Into the Badlands is also a very inclusive programme. We have a great variety of ethnicities, accents and personalities. This is ACTUAL representation, and not just of skin colour or religion, but also sexuality and gender, which as the series advances becomes a more poignant theme. And again, it does not seem forced or out-of-place, it makes sense for these diversity of people. It doesn’t feel like the producers decided that the show needed this degree of diversity to make it politically correct, but rather because this is just about mankind and the end of the world as we know it, where everyone has a role to play in, regardless as to whether you are white, black, homosexual, religious or otherwise. I feel like the variety of characters should make it easy for the audience to bond, identify and engage with the story and these people.

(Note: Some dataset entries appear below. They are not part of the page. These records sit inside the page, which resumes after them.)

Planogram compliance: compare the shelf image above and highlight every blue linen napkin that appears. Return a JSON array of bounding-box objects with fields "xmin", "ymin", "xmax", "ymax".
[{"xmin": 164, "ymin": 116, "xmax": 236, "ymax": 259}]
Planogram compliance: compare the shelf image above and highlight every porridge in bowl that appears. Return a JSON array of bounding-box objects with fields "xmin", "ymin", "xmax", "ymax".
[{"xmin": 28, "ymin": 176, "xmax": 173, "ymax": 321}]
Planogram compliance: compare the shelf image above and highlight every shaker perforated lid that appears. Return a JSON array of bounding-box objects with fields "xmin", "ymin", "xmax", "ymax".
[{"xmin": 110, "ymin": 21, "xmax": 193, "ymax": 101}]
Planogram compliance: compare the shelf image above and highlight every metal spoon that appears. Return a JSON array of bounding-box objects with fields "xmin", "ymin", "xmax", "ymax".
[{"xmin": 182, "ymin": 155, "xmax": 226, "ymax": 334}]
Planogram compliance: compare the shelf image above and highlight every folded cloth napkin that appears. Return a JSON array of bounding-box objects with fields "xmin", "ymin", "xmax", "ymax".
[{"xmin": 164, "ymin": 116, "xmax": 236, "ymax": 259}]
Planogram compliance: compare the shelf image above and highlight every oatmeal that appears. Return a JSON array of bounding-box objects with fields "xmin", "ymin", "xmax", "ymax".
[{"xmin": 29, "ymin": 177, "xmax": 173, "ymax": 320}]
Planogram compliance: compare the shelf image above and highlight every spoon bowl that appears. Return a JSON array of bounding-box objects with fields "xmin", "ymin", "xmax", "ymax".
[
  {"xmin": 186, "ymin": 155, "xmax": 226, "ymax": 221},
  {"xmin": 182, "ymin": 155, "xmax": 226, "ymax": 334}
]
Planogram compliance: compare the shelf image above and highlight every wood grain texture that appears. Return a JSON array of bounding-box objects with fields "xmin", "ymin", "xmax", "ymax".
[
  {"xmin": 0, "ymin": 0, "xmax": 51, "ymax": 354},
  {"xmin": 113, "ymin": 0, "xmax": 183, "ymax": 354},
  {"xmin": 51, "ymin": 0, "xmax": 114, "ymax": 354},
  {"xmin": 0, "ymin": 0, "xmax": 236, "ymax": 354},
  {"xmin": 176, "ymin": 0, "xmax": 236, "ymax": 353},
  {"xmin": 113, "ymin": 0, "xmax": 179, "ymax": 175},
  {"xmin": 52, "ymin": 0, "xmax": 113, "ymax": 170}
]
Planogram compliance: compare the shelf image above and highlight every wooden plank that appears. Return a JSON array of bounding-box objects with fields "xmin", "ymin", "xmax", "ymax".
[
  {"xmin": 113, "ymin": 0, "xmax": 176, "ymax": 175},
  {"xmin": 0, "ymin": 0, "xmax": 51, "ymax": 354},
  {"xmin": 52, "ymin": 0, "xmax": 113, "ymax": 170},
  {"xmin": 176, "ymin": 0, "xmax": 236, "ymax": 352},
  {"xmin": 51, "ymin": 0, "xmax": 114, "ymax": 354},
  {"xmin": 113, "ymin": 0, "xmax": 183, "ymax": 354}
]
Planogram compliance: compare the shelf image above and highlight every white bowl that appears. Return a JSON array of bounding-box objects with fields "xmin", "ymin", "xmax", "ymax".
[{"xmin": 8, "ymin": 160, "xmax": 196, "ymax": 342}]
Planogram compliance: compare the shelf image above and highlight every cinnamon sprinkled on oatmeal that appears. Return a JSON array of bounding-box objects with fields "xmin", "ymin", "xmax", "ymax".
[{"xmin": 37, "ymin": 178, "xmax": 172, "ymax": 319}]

You are a hardcore feminist? This is the show for you! What do you want: women fighting like bosses, trying to free the slaves, ruling their own baronies, taking justice in their own hands, saving people’s lives…I can keep going! You’re the religious type? Okay, well I am not going to lie to you, you wont find Jesus and the church in this, but there is a clear sense of religiosity and morality that is present. We have buddhist like organisations, purists, people who believe in nothing, struggle between people because of their believes. C’mon, even one of the most interesting characters is a disabled man in a wheelchair, and there is a legit and interesting reason for it. If you can’t find something you like, do not blame it on the martial arts, cause there is plenty to go around. There is intrigue, there is romance, there is fight for freedom, the will to improve society, those who seek to destroy it…I mean, in many ways some of the basic drives are as quotidian as a soap-opera – but well narrated, and acted throughout. I must say, as much as I love Sunny and MK going full on people, Emily Beecham is amazing, but perhaps the best is Marton Csokas – who was going to tell you kids, that you’d see Celeborn himself dealing in opium, being a right-on tyrant, yet having the most amazing character developments? Yeah, I thought so. But even if you are not sold yet, hold on to the cart, cause guess what? Nick Frost, yes “our” Nick Frost, has joined as part of the main cast for season 2. And this is such a surprise, because although to begin with it seems he is just there to play himself…Well! I will not do spoilers, but it was a rather interesting addition to the series.

So, what i am trying to say is: I do not fully understand why it seems to be such an unknown show when the time and effort has been put to make sure the production values, acting and story line are certainly worth while. This is a new combination of genres that is very fitting to our bizarre modern-day world and that hints at some of the issues mankind could face if the right circumstances were given. Once again, this is a series about people…Just enhanced by kick as crazy Kung Fu. And from the sounds of it, it seems likely that this will not become a never-ending saga with thousands and thousands of seasons yet to come. So if you are reluctant because you do not want to engage in such a long commitment, don’t worry: the 2 seasons this far are all of 16 episodes.

Is it possible it will die out? Maybe. It certainly has been on the tight rope for a while, but I think the possibilities it is opening for the viewers and the renewed season with more episodes gives us some hope. So catch it before the trends change their mind.